Whether that strategy succeeds comes down to governance in three places:
- Model control: “Based on Gemini” leaves open who owns fine-tuning, safety policies, evaluation gates, and the cadence of updates. If model behavior shifts, the key question is whether Apple has hard controls — not just contractual promises — to maintain consistent Siri behavior and safety standards.
- Data boundaries: Apple’s promise is that Apple Intelligence can be personal without exposing user data, thanks to on-device processing and PCC. As Gemini becomes foundational, Apple will need to show (in technical terms) what Google can’t see, what can’t be retained, and how those guarantees are enforced end-to-end. The joint statement does not spell out the operational boundary lines.

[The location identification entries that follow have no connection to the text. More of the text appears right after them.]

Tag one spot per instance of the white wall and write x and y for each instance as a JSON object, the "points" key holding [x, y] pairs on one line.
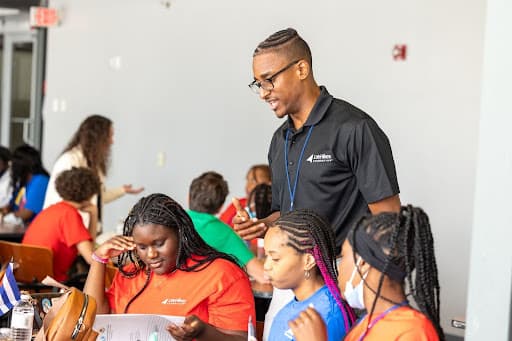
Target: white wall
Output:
{"points": [[490, 290], [181, 89]]}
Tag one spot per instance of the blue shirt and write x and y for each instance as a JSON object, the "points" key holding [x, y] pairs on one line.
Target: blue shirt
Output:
{"points": [[31, 196], [323, 302]]}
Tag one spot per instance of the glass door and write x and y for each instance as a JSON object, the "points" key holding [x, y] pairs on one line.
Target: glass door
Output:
{"points": [[20, 121]]}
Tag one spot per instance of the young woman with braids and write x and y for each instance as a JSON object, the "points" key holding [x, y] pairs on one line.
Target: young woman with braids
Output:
{"points": [[166, 268], [382, 254], [30, 180], [300, 252]]}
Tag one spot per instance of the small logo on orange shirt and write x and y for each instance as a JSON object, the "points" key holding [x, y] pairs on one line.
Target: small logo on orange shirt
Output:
{"points": [[174, 301]]}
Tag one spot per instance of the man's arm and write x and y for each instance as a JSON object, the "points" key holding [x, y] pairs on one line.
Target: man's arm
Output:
{"points": [[389, 204]]}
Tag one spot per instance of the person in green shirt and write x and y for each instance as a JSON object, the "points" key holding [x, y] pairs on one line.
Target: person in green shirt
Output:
{"points": [[207, 194]]}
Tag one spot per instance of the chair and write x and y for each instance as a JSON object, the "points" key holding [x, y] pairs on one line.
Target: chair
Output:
{"points": [[31, 263]]}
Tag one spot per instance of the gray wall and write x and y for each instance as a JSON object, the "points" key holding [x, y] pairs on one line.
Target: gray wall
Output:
{"points": [[490, 289], [180, 88]]}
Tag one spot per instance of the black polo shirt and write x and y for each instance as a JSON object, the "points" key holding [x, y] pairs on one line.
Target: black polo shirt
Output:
{"points": [[346, 164]]}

- Regulatory optics: Defaults and bundling are no longer just a “search box” story. Google’s default-distribution strategy has already faced major antitrust rulings in U.S. search, and analyst estimates put Google’s annual payments to Apple for default search placement around $20 billion under an agreement that runs through at least September 2026. If regulators start treating the AI assistant’s intelligence layer as the next default choke point, an Apple+Google pairing could draw sharper scrutiny — even if the technical implementation is privacy-preserving.
Conclusion
Apple’s Gemini deal is a high-leverage move: it can raise Siri’s ceiling quickly, but it ties a core Apple experience to an external foundation model. The competitive battleground in 2026 won’t be model demos. It will be proof — proof of control over behavior, proof of hard data boundaries, and proof that users (and regulators) can understand and trust how the assistant is being powered.